Ya esperaba un tono de voz así de grave. Sería raro que pensara en mi padre, porque su tesitura es muy similar, sin embargo no es el recuerdo de mi progenitor lo que llega cuando me remuevo en la silla que nunca ha dejado de molestarme contra la tela del vestido.
Profundo y oscuro, como corresponde a su reputación. Axel Martin tiene una voz ronca que haría a muchas mujeres ceder.
"Expresamos más con nuestro lenguaje extra verbal que con las cuerdas vocales. Mantente centrada y ganarás."
Ahora sí regresa padre en mi ayuda y sonrío vagamente antes de apuntar en mi cuaderno aquellas señales que podrían ser las únicas pistas en el puzle que promete ser el hombre al frente.
"Ansiedad, dedos que rasguñan la superficie de la mesa. Mirada esquiva, heterocromía..."
Ese último rasgo, como el anzuelo perfecto para hacerme dudar me obliga a compararlo con una tranquila bestia dispuesta a engullir a quien se atreva a cruzarse en su camino mientras la sonrisa cínica sigue creciendo en su rostro.
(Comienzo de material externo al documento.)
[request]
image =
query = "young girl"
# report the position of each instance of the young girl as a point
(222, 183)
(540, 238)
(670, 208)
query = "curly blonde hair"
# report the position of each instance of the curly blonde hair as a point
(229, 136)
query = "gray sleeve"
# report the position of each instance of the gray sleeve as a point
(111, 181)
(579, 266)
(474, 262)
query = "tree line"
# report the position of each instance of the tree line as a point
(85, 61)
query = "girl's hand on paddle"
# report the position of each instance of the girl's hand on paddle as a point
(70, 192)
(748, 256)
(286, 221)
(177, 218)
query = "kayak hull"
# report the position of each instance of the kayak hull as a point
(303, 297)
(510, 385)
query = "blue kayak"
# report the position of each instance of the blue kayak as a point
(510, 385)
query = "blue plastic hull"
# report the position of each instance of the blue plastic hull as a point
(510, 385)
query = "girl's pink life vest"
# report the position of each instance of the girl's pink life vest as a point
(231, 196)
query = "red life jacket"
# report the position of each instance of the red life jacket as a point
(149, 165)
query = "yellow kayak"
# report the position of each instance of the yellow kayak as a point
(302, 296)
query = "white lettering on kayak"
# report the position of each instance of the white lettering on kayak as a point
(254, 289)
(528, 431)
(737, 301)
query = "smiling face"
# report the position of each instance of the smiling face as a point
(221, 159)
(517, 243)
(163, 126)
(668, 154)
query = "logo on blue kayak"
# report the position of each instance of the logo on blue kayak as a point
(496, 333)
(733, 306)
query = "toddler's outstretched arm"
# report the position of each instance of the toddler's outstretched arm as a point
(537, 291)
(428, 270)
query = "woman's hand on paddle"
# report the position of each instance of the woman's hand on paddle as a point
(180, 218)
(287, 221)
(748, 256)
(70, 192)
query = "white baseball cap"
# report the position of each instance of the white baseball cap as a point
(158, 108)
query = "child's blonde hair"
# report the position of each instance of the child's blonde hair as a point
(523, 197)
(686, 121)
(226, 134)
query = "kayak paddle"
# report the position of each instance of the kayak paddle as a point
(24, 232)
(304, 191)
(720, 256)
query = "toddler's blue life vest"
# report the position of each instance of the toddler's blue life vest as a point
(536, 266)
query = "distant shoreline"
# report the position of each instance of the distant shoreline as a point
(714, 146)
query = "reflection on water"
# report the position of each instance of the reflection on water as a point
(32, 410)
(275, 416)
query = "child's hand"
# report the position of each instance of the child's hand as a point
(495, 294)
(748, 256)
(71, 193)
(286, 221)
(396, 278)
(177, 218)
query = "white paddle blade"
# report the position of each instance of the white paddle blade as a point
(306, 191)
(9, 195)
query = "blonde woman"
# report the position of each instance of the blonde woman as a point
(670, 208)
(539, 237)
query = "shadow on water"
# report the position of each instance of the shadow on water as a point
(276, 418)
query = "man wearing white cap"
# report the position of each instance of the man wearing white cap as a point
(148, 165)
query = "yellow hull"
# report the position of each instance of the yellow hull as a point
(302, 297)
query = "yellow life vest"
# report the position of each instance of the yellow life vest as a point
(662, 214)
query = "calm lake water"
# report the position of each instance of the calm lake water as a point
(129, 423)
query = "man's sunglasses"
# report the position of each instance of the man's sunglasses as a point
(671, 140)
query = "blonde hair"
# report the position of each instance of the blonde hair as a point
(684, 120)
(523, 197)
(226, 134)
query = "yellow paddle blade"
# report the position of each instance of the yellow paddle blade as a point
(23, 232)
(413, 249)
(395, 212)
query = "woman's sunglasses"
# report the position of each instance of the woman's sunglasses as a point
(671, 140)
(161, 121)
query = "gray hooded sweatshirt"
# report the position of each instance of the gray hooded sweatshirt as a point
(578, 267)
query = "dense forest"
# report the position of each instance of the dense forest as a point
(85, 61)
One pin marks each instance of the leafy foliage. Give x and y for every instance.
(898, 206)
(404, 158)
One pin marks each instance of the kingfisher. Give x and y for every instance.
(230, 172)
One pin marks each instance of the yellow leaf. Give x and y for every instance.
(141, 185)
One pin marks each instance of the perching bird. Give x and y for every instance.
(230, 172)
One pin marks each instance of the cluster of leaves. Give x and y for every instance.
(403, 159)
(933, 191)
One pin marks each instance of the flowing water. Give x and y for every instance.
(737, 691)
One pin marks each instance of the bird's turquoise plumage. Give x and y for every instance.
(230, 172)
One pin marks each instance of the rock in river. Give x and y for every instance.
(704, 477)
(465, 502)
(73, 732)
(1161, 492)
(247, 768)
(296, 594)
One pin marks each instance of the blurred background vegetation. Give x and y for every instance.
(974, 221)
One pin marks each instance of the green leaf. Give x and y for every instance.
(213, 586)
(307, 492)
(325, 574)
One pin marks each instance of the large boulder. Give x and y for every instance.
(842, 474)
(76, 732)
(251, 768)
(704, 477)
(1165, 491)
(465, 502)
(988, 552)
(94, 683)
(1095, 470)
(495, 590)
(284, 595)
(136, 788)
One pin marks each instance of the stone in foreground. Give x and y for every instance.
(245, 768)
Sin dudas, ahora tendría otra razón para perseverar en el empeño de obtener una plaza permanente en el grupo de investigación del doctor Karl Miles.
Axel Martin, el chico a dos tonos, podría ser todo un reto.
—Comenzaré a grabar nuestra conversación, si me lo permite...
Aposté por obviar el comentario que él hiciera con anterioridad para presionar el botón de encendido en la pantalla de la grabadora. Pude escuchar la burla en la especie de risa muda que se ocultaba en su garganta, tal como el descenso tortuoso de la nuez de Adán en su cuello.
Debería tener miedo justo ahora. Debería retractarme de mi ego y salir corriendo como dicta el sentido común. Sin embargo, yo he elegido mi camino. No estaré más bajo la sombra de una imagen que no me pertenece.
Alcanzaré mi sueño de desentrañar un lado que nadie considera realmente. Aun cuando tenga todas las probabilidades de caer en el embrujo de unos ojos tan extraños como la palabra humanidad.